With both technical and cultural roots in wikis, the company previously added an intranet to its suite of both open source and proprietary enterprise software. Now they want you to make the content you’re already providing to the public editable.

So What’s the Benefit?

If you ask them about crowdsourcing their content, many enterprises might automatically respond: so where’s the benefit for us? To some it sounds like a lot of potential work without a direct ROI. To naysayers, MindTouch would respond that the benefits of using their software are twofold:

  1. Up to date documentation with less effort. Let’s admit it. Most companies do a pretty poor job of staying current on documentation. And for good reason: editing FAQS plays second fiddle to getting the product out the door in top notch condition. Why not let the customers who are knowledgeable and passionate about a product lend their expertise?
  2. Create a visible customer community. Letting your best customers know that you trust them to help keep documentation fresh is a Web-style way of creating an engaged group of participants in your brand.

Most options for creating customer communities, such those from leaders like Telligent, Jive and Lithium, focus more on conversations than strict documentation. Their approach takes an ever-expanding dialogue and adds structure around it to create a searchable knowledge base. MindTouch sets out to create a centralized, community-driven knowledge base from the start, and leaves support conversations out of the picture.

So which method is better?

It honestly depends on your preference. A forums-based software is definitely a proven model for businesses. Lately vendors have tried to spice up the Web 1.0 flavor of forums by tying into the broader social Web. MindTouch’s tool is different in that it aims to make corporate documents directly editable, rather than have you start from scratch to build a community.

Moderation is the Key

Plenty of businesses have flirted with letting customers edit content in the past. But the limitations have either been that the software was too complex for the public to easily use (think MediaWiki and its usability issues) or there wasn’t enough moderation for corporate to be comfortable with the idea.
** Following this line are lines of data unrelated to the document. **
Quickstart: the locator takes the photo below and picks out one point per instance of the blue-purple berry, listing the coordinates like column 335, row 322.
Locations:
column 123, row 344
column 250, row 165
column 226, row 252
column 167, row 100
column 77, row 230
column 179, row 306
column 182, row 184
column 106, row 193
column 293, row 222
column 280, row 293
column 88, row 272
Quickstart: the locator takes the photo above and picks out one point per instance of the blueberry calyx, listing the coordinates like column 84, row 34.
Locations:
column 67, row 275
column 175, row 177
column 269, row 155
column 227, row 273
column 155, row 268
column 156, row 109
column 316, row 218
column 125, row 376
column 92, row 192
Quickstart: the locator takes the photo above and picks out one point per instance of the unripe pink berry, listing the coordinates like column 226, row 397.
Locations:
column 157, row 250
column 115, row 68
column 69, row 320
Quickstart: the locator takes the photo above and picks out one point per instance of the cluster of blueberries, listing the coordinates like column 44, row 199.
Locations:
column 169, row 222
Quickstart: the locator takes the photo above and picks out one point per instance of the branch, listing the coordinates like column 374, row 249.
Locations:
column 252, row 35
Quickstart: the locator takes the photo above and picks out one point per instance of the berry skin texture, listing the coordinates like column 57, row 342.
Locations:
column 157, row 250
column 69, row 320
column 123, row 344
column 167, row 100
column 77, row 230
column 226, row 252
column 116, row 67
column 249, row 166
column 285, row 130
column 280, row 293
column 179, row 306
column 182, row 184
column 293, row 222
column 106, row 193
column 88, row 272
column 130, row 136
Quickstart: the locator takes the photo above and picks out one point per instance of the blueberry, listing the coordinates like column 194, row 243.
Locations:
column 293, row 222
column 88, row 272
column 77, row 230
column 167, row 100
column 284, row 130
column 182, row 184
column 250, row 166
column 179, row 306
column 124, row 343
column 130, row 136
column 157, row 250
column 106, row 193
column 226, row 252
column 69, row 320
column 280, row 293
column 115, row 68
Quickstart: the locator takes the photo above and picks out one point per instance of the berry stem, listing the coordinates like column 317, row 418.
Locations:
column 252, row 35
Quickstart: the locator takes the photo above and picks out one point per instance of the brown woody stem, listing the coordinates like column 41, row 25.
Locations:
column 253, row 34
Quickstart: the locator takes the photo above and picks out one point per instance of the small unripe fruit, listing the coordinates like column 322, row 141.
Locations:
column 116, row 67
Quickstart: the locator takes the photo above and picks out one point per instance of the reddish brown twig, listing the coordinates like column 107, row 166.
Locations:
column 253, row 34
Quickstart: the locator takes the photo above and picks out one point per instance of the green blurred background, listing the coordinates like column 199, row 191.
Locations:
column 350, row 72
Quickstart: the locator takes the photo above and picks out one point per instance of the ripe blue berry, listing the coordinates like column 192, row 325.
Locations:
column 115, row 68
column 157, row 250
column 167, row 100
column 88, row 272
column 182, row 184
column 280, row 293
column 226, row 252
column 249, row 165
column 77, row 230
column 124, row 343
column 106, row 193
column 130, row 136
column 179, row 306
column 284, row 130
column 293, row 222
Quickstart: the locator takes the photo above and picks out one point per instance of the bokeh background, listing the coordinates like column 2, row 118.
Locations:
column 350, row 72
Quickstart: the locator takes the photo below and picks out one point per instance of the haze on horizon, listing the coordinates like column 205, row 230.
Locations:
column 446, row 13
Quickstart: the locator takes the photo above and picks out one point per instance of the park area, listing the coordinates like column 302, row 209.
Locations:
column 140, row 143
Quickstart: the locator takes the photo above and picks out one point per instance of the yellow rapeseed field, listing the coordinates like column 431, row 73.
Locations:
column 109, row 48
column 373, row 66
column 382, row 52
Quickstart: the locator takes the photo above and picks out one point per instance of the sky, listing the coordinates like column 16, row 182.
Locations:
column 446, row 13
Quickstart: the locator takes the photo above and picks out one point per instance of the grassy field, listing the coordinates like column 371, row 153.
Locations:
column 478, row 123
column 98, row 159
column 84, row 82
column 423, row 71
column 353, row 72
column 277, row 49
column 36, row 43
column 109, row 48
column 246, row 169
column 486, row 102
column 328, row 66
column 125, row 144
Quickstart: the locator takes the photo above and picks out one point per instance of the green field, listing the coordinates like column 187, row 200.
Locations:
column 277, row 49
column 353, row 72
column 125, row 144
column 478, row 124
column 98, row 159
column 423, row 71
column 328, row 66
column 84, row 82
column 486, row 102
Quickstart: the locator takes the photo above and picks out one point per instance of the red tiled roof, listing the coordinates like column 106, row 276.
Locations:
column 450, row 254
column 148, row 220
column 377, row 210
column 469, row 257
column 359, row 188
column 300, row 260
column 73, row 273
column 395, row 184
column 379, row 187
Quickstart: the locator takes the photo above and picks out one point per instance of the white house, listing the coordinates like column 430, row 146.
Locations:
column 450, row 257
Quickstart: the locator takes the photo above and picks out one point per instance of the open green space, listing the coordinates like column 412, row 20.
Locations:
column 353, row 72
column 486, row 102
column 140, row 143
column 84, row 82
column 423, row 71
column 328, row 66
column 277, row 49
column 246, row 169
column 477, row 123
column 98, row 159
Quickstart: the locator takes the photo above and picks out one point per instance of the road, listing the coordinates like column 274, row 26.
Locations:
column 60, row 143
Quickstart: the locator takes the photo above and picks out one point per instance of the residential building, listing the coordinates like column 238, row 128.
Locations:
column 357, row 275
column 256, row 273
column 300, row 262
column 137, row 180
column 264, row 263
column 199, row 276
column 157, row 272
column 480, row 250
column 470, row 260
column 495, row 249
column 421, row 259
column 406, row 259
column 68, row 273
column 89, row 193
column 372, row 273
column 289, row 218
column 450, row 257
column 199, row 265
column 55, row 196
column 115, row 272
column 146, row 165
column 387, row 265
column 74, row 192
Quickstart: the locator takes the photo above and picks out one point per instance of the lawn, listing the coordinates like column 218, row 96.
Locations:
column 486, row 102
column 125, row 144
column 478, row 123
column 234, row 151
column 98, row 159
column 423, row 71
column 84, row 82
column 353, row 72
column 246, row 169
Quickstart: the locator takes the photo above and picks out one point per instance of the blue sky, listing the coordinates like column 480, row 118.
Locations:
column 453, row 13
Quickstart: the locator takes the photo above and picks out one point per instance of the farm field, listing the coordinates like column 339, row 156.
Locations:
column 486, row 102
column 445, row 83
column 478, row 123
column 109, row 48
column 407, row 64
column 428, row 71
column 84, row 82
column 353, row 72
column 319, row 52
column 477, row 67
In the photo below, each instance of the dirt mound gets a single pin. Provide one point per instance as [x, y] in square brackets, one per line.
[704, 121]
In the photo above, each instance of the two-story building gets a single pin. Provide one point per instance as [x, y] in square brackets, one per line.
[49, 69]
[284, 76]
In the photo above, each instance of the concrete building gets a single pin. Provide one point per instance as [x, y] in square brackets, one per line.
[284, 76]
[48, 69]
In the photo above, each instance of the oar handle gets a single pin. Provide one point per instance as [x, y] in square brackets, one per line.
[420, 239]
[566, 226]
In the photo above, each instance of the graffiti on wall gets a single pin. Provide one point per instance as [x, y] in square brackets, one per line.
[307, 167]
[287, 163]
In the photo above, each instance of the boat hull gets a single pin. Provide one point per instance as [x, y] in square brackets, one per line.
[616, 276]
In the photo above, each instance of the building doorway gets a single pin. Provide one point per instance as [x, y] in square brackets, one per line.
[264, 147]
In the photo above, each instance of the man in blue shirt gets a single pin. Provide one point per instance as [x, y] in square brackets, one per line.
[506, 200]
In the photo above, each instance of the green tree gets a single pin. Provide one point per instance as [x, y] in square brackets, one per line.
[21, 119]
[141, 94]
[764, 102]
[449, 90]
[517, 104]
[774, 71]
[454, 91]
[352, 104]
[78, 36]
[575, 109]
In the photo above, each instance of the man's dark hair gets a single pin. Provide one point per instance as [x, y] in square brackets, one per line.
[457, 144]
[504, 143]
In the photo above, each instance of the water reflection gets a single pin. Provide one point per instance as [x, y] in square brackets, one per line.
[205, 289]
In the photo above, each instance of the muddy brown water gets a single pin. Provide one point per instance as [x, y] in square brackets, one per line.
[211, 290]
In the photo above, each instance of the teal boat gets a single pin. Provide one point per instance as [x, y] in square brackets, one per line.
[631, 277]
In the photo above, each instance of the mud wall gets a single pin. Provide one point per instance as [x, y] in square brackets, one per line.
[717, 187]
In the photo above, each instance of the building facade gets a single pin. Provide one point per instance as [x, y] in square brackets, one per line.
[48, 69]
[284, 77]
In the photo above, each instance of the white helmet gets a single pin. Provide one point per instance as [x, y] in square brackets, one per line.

Most people know that wikis offer ways to monitor changes after they’re published. Other kinds of software can be tweaked to allow anyone to contribute, but contributions must be approved beforehand. The problem with the first option is that it can quickly become overwhelming to non-technical users, and the problem with the second is that it stymies a vibrant community.

What’s most impressive about MindTouch’s new software is that it provides a powerful tool for editorial control without requiring a heavy-handed, all-or-nothing approach. Businesses can keep their community open and still deal with less than desirable content or contributors swiftly. They can also require approval prior to publishing as deemed necessary.

Real usability and flexible moderation tools are two factors that have held back more enterprises from opening up content to their customers. If MindTouch can demonstrate to businesses that they’ve solved these problems, then they’ve got a fighting chance of converting them to the collaborative mindset.